The second bug is forgetting the tool frame. MoveL says the TCP moves straight, not necessarily the flange. If a gripper extends 120 mm from the flange, FK must return the TCP pose after applying the tool offset. A wrong tool frame makes the flange path look correct while the actual tool tip sweeps away from the intended line.
The third bug is solving IK independently for every waypoint. Always pass seed = q_previous, check joint jumps, and prefer solutions near the previous configuration. Industrial controllers care deeply about branch continuity, because a wrist flip halfway through a path can be more dangerous than a small pose residual.
The fourth bug is assuming every Cartesian line is feasible. A reachable start and a reachable goal do not guarantee that the segment between them is reachable. The line can pass through a singularity, a joint limit, a self-collision region, or a forbidden workcell volume.
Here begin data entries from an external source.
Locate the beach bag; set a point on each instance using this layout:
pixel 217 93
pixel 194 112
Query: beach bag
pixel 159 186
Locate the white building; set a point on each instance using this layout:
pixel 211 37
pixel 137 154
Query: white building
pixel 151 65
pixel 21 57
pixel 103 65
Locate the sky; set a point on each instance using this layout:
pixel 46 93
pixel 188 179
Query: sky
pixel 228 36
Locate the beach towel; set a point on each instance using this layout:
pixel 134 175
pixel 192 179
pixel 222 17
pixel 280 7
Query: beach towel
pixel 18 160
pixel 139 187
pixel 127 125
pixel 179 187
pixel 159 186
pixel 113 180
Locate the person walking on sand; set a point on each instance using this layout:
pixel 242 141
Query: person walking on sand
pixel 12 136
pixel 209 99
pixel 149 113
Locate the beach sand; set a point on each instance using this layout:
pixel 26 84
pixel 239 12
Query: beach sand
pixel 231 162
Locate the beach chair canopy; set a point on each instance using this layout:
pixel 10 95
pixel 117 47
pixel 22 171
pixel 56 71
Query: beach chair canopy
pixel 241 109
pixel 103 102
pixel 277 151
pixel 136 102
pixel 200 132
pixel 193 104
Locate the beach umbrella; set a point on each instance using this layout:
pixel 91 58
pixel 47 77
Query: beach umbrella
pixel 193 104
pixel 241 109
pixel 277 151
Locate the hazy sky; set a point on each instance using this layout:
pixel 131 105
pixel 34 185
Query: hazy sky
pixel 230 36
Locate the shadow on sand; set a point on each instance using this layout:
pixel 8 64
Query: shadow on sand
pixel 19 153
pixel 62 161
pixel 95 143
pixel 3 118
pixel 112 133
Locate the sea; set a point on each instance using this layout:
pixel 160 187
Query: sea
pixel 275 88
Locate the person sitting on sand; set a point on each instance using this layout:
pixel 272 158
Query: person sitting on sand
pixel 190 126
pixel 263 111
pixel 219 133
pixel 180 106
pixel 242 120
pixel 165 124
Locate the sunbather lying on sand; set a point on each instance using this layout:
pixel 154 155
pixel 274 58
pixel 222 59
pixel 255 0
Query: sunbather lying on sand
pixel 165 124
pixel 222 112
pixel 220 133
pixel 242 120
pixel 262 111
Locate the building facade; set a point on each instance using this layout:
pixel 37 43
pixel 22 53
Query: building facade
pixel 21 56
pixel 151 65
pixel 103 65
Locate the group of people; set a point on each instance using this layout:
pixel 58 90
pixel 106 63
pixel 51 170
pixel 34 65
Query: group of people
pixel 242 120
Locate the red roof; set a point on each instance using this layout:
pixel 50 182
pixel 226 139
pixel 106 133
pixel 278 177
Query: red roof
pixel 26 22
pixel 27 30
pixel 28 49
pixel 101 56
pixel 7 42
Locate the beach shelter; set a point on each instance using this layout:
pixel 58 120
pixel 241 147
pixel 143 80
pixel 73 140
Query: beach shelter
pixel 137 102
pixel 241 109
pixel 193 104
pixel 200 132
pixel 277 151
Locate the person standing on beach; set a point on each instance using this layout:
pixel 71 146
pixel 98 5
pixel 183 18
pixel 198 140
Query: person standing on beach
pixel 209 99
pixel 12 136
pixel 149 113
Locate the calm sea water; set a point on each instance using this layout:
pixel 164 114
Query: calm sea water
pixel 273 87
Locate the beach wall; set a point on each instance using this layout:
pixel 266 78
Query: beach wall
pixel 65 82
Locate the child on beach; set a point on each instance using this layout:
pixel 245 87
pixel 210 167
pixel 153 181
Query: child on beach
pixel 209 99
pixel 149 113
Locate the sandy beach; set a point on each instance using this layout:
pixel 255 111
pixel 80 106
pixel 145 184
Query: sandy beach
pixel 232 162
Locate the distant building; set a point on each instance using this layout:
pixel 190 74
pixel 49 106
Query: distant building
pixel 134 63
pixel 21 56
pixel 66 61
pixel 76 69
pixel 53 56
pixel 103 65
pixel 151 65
MoveL should fail early with a useful diagnostic: which waypoint failed, what the residual was, and which joint was near its limit.
Conclusion
MoveL is geometrically simple but controller-wise nontrivial: linearly interpolate TCP position, interpolate orientation with SLERP, solve IK continuously at every waypoint, and run FK again to verify straightness. When this is done correctly, you have a practical primitive for precise pick-and-place, probing, glue dispensing, straight welding passes, and any operation where the tool tip must follow a controlled line.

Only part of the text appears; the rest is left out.